CSP-free adaptive Kriging surrogate model method for reliability analysis with small failure probability
Wenxiong Li, Rong Geng, Suiyin Chen

TL;DR
This paper introduces a CSP-free adaptive Kriging surrogate model method that enhances reliability analysis for systems with small failure probabilities by eliminating the need for candidate sample pools and optimizing sample selection.
Contribution
The proposed method innovatively removes the reliance on candidate sample pools in AK-MCS, using optimization to select representative samples for improved accuracy and efficiency.
Findings
Outperforms traditional AK-MCS in small failure probability scenarios.
Effectively balances accuracy and computational cost through optimization.
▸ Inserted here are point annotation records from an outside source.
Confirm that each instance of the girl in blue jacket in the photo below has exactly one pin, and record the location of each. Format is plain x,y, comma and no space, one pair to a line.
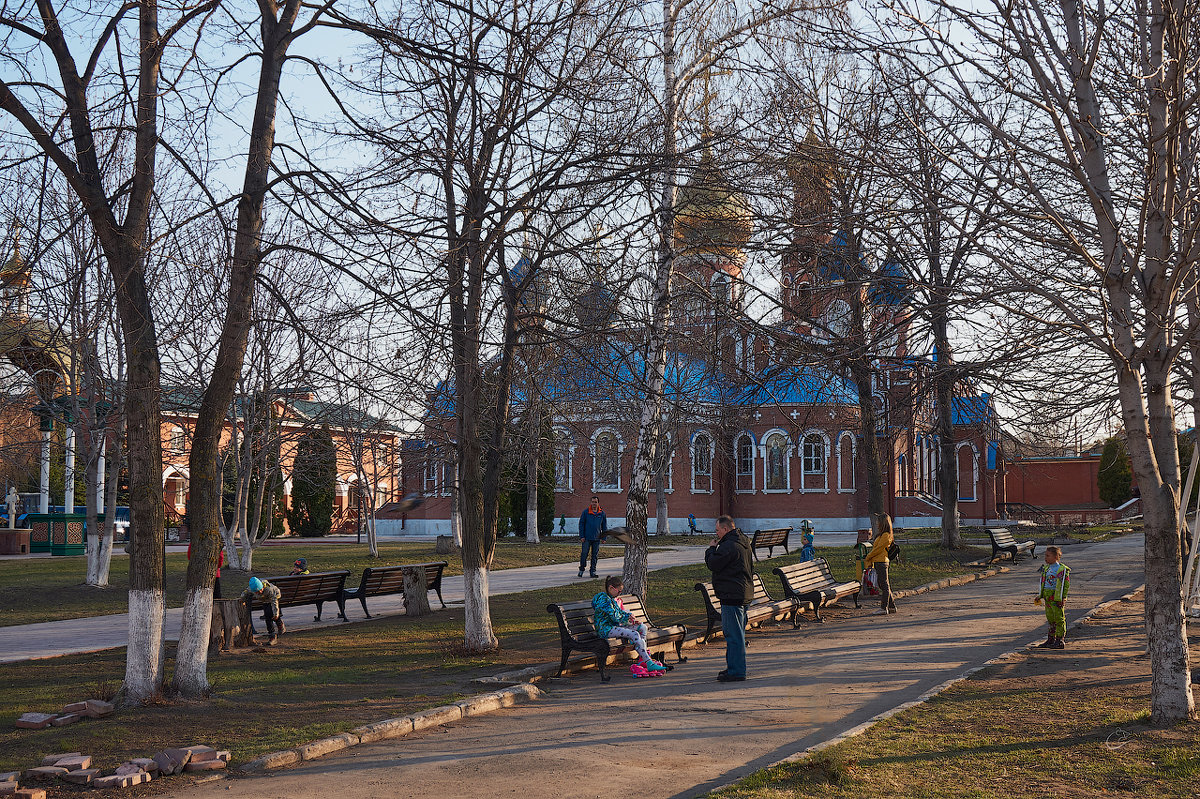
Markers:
615,622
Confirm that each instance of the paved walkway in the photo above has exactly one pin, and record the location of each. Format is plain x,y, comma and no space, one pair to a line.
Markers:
683,734
93,634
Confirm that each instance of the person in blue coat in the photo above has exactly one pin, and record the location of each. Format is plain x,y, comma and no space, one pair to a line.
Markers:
593,526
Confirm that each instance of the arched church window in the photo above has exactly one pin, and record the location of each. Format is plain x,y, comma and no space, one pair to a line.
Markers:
743,462
702,463
814,462
777,478
562,461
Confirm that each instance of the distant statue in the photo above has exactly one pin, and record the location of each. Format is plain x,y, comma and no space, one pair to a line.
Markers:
13,500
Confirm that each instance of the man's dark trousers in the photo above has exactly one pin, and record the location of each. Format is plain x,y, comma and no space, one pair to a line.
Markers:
733,628
594,547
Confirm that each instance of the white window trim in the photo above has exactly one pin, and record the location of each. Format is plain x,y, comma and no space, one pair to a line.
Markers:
975,472
691,456
621,452
853,448
561,437
430,485
828,449
789,451
754,448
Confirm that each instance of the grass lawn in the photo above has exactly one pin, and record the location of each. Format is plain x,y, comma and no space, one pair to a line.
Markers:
49,589
1069,725
334,678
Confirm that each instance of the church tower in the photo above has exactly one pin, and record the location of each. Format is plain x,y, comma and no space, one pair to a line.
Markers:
810,172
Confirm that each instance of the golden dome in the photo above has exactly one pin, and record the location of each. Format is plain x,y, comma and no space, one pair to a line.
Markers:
712,216
16,272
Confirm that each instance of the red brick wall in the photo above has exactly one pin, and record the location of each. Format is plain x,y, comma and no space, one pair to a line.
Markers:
1051,482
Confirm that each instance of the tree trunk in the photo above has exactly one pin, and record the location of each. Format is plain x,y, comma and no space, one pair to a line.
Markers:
636,553
532,498
417,598
144,664
948,468
876,500
191,668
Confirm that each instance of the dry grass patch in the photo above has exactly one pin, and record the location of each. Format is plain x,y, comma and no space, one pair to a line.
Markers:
1071,724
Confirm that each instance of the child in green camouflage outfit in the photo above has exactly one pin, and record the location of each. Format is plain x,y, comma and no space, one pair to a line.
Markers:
1054,582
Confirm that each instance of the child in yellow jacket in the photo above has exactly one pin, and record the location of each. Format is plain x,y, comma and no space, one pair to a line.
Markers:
1054,583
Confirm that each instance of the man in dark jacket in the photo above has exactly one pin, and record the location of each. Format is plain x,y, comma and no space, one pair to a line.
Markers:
730,559
593,526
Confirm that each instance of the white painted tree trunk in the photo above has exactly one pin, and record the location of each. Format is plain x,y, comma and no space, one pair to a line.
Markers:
532,499
144,674
112,480
455,512
192,658
479,634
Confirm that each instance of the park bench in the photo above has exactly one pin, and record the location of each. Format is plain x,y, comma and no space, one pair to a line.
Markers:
577,631
1003,541
383,581
762,607
813,584
309,589
771,539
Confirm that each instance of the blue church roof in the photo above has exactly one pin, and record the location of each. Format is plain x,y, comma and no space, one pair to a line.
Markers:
972,410
615,372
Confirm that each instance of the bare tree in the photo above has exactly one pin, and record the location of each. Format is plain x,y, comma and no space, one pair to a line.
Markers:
496,112
1099,188
70,114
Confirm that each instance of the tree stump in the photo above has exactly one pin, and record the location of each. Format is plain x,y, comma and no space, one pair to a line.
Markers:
417,596
229,626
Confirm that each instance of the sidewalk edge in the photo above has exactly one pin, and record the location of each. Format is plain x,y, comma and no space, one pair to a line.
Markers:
853,732
388,728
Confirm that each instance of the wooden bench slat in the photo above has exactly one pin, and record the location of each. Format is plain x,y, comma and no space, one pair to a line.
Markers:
762,607
384,581
813,584
769,539
1003,541
310,589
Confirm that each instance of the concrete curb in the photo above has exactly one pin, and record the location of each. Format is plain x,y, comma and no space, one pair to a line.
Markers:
939,689
388,728
541,671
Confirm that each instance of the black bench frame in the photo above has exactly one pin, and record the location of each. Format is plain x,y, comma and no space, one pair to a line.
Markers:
576,631
1003,541
317,588
385,581
771,539
815,590
762,608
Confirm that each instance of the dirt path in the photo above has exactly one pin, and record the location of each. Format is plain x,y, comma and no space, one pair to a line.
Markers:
685,733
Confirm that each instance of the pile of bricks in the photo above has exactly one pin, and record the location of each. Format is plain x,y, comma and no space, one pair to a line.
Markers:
71,714
76,768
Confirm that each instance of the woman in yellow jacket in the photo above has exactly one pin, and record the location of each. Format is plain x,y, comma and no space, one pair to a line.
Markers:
879,558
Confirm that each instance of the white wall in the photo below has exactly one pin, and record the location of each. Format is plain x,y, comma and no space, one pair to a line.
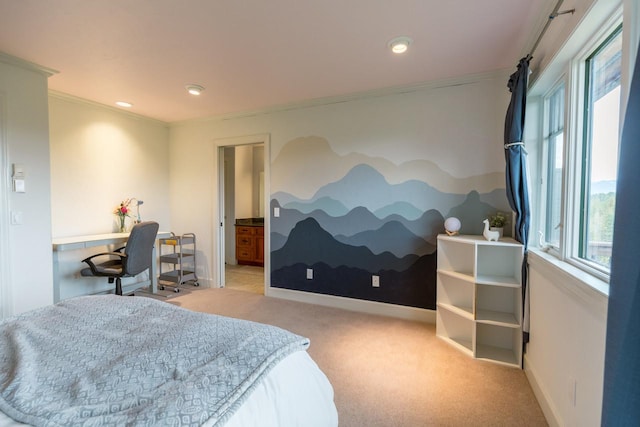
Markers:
565,357
99,157
26,260
460,123
244,182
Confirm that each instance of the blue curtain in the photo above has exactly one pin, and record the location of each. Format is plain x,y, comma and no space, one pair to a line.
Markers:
515,154
621,400
516,172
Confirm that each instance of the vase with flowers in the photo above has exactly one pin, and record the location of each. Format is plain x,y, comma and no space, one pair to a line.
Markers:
497,222
122,212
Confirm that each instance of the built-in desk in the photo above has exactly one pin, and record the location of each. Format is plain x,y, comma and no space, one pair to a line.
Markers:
82,242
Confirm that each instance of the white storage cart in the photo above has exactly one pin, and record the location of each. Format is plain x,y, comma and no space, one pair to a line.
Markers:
177,261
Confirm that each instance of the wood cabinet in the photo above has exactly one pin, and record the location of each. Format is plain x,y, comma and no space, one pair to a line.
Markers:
250,244
479,307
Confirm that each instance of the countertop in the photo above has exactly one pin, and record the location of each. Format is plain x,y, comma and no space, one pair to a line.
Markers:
250,222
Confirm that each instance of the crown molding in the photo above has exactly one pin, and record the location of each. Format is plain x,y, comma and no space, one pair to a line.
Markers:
77,100
356,96
18,62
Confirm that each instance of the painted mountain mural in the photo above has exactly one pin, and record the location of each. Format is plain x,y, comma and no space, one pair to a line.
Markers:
369,221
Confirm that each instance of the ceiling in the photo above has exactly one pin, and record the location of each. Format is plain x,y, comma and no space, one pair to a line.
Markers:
254,54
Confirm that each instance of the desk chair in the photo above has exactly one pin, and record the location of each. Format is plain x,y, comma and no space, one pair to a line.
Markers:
135,259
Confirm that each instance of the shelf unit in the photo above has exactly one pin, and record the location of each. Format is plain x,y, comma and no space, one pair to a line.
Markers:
180,253
479,297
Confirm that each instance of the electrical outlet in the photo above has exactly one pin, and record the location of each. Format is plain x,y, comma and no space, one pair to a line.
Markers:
375,281
573,391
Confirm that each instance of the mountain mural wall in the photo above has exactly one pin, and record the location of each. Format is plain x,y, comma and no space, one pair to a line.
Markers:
369,221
Demonstrates superior performance in numerical examples.
Abstract
In the field of reliability engineering, the Active learning reliability method combining Kriging and Monte Carlo Simulation (AK-MCS) has been developed and demonstrated to be effective in reliability analysis. However, the performance of AK-MCS is sensitive to the size of Candidate Sample Pool (CSP), particularly for systems with small failure probabilities. To address the limitations of conventional AK-MCS that relies on CSP, this paper proposes a CSP-free AK-MCS. The proposed methodology consists of two stages: surrogate model construction and Monte Carlo simulation for estimating the failure probability. In the stage of surrogate model construction, the surrogate model is iteratively refined based on the representative samples selected by solving the optimization problem facilitated by Particle Swarm Optimization (PSO) algorithm. To achieve an optimal balance between solution…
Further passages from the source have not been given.